Inform patients that abnormality of the eye lens (cataract) has been noted in some children and adolescents receiving SYMDEKO or with ivacaftor alone. Baseline and follow-up ophthalmological examinations should be performed in pediatric patients initiating treatment with SYMDEKO [see Warnings and Precautions (5.4)].

Use in Patients with Hepatic Impairment

Inquire and/or assess whether patients have liver impairment. Adjust the dose in patients with moderately impaired hepatic function (Child-Pugh Class B, score 7-9) to one tablet of tezacaftor/ivacaftor once daily in the morning and advise the patient not to take the evening dose of ivacaftor. SYMDEKO has not been studied in patients with severe hepatic impairment (Child-Pugh Class C, score 10-15); however, exposure is expected to be substantially higher than that observed in patients with moderate hepatic impairment. When benefits are expected to outweigh the risks, SYMDEKO should be used with caution in patients with severe hepatic impairment at a dose of one tablet of tezacaftor/ivacaftor once daily in the morning or less frequently. Advise the patient not to take the evening dose of ivacaftor. No dose adjustment is recommended for patients with mild hepatic impairment (Child-Pugh Class A, score 5-6) [see Dosage and Administration (2.3), Use in Specific Populations (8.6), and Clinical Pharmacology (12.3)].

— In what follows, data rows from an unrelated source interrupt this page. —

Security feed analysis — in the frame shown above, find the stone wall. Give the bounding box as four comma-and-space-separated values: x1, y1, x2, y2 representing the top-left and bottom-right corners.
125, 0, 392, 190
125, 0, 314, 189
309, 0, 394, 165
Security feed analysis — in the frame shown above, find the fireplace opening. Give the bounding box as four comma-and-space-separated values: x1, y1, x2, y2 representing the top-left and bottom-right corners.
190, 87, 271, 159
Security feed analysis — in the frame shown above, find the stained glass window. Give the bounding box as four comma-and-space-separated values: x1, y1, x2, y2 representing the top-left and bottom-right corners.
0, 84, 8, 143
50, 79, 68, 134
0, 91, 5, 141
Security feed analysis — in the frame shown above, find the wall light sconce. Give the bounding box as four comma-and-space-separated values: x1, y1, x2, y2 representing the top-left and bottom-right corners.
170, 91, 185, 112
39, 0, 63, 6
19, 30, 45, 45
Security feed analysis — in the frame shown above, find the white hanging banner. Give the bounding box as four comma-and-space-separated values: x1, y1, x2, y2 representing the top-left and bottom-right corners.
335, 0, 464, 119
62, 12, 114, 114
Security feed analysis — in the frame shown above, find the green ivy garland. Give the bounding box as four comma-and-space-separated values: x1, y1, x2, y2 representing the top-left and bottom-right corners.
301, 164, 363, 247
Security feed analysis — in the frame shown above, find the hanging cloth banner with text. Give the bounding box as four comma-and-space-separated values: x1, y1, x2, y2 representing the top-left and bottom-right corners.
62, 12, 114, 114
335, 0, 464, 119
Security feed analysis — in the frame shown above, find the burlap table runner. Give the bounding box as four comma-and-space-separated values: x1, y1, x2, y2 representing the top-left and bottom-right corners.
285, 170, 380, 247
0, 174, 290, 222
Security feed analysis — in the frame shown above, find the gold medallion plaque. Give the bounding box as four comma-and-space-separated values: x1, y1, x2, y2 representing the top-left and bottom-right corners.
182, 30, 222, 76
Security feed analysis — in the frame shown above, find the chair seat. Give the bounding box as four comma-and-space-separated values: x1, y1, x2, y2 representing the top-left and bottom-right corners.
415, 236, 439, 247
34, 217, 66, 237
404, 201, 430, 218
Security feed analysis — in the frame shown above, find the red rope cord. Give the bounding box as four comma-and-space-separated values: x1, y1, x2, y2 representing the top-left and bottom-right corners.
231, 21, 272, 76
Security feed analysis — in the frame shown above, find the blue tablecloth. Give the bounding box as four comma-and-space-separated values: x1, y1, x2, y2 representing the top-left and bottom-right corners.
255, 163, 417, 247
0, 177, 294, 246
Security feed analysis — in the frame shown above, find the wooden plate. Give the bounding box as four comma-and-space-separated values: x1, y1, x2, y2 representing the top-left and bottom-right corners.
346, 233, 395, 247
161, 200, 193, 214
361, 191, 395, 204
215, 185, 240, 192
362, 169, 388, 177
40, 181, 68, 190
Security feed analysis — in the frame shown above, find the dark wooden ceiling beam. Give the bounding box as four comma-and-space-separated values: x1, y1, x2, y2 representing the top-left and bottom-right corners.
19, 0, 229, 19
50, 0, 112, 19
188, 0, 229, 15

Driving and Operating Machinery

Dizziness has been reported in patients receiving SYMDEKO, which could influence the ability to drive or operate machines [see Adverse Reactions (6.1)]. Advise patients not to drive or operate machines if they experience dizziness until symptoms abate.

Administration

Inform patients that SYMDEKO is best absorbed by the body when taken with food that contains fat. A typical CF diet will satisfy this requirement. Examples include eggs, butter, peanut butter, cheese pizza, whole-milk dairy products (such as whole milk, cheese, and yogurt), etc. [see Dosage and Administration (2.1) and Clinical Pharmacology (12.3)].

Patients should be informed about what to do in the event they miss a dose of SYMDEKO or ivacaftor:

• If 6 hours or less have passed since the time SYMDEKO is usually taken, patients should be instructed to take the prescribed dose of SYMDEKO with fat-containing food as soon as possible.
• If more than 6 hours have passed since the time SYMDEKO is usually taken, the missed dose should NOT be taken and the patient should resume the usual dosing schedule.
• Patients should be advised to contact their health care provider if they have questions.